Chinn (2004, as cited in Campbell & van Zyl, 2019) formulates peace as the motivation for action, the process for getting to peace, and the outcome of human flourishing (p. 6). Chinn's (2004, as cited in Campbell & van Zyl, 2019) particularization of peace as intent, process, and outcome is particularly useful to consider in the context of medical practice,

The intention of peace is the commitment to chosen values and actions that consistently bring about harmony, trust and constructive solutions to differences and disagreements. The process of peace is the interactions that flow from the commitment. The outcome of peace is relations that give rise to ongoing harmony, trust, and effective solutions to problems. Peace requires that your chosen values guide your actions.
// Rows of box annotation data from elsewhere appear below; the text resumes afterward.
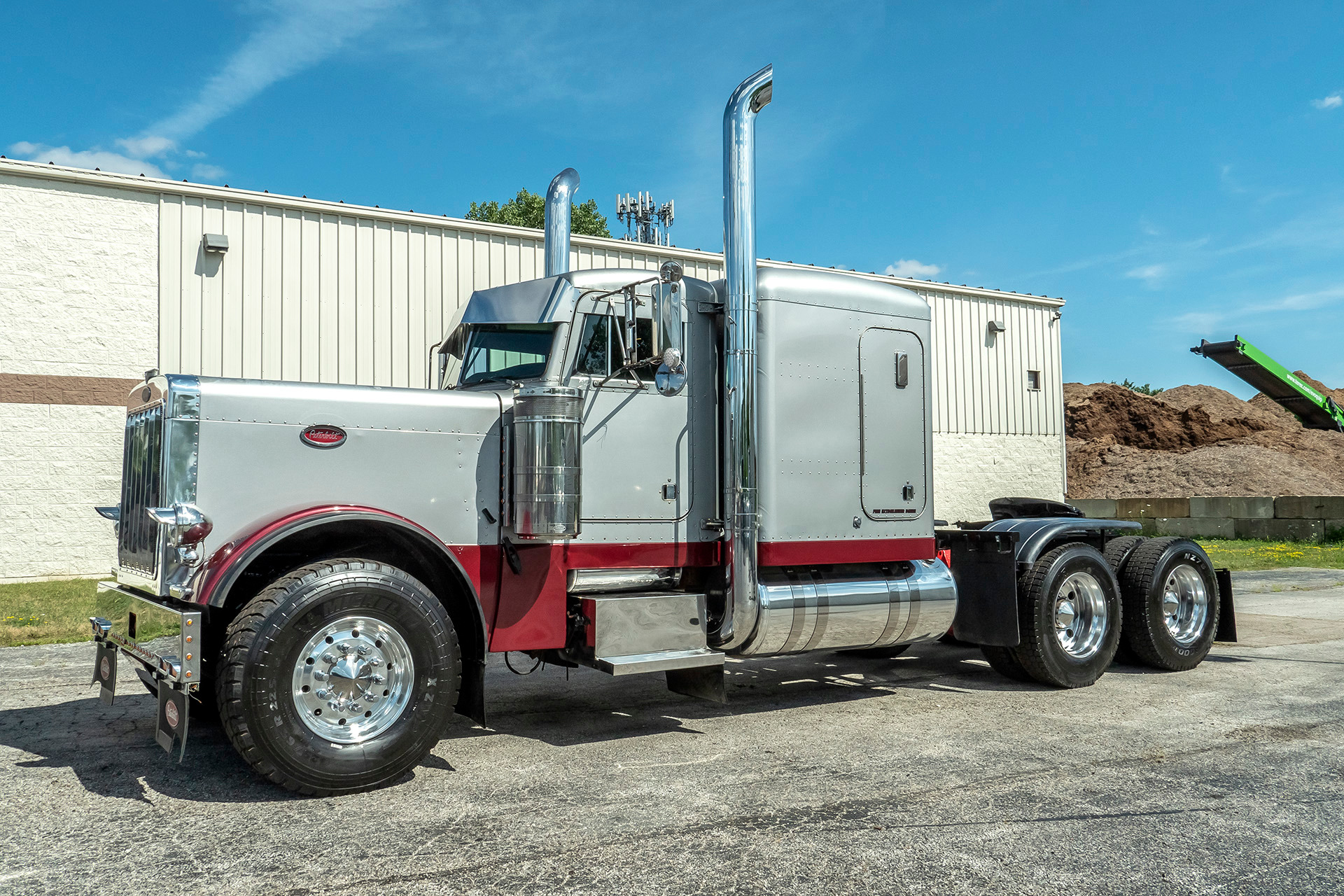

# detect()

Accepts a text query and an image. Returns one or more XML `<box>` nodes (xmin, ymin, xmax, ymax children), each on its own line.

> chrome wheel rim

<box><xmin>1163</xmin><ymin>563</ymin><xmax>1208</xmax><ymax>648</ymax></box>
<box><xmin>292</xmin><ymin>617</ymin><xmax>415</xmax><ymax>744</ymax></box>
<box><xmin>1055</xmin><ymin>573</ymin><xmax>1109</xmax><ymax>659</ymax></box>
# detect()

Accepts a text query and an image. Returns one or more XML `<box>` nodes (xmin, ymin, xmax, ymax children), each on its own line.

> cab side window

<box><xmin>574</xmin><ymin>314</ymin><xmax>656</xmax><ymax>382</ymax></box>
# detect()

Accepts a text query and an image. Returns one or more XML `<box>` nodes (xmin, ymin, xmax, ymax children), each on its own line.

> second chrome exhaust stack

<box><xmin>546</xmin><ymin>168</ymin><xmax>580</xmax><ymax>276</ymax></box>
<box><xmin>713</xmin><ymin>66</ymin><xmax>774</xmax><ymax>650</ymax></box>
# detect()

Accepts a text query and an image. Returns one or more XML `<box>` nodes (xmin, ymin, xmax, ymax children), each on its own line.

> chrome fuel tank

<box><xmin>741</xmin><ymin>560</ymin><xmax>957</xmax><ymax>655</ymax></box>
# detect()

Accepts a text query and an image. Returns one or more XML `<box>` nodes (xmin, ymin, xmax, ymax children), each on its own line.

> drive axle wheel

<box><xmin>1122</xmin><ymin>539</ymin><xmax>1219</xmax><ymax>672</ymax></box>
<box><xmin>985</xmin><ymin>544</ymin><xmax>1119</xmax><ymax>688</ymax></box>
<box><xmin>215</xmin><ymin>559</ymin><xmax>462</xmax><ymax>795</ymax></box>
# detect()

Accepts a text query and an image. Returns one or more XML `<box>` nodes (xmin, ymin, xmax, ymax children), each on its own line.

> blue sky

<box><xmin>0</xmin><ymin>0</ymin><xmax>1344</xmax><ymax>396</ymax></box>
Peace is the means and the end, the process and the product. (p. 6)

Key Terms in this Chapter

Authentic Peace Leadership: A leadership style centered on the transformation of a leader through self-development toward a culture of peace and exemplified by humility, empathy, integrity, and courage.

Undergraduate Medical Education: In the US, the four-year period of medical school during which a student learns the basic science and clinical foundations of medicine and culminates in a medical degree.

Transcendent Problem Solving: A method for addressing conflict that uses creativity and incremental iterations to solve bigger problems.

Recursive Thinking: A way of understanding cause and effect that accounts for the ways that the actions, arguments, and narratives of the participants shape the chain of events.

Continuing Professional Development: Programing and resources for professionals towards maintenance, enhancement, and development of knowledge and skills necessary to continue practice in a professional context (e.g., medicine, nursing, law, and engineering).

Professional Identity Formation: A process of internalizing the values, norms, and characteristics of a profession resulting in the individual thinking, acting, and feeling similarly to others in their profession.

Faculty Development: Programming and resources for faculty towards their professional development and advancement as educators, scholars, and leaders in academia.

Residency: Specialized training after undergraduate medical education where the newly graduated physician learns to practice in a specific area of medicine e.g., pediatrics, surgery, or dermatology.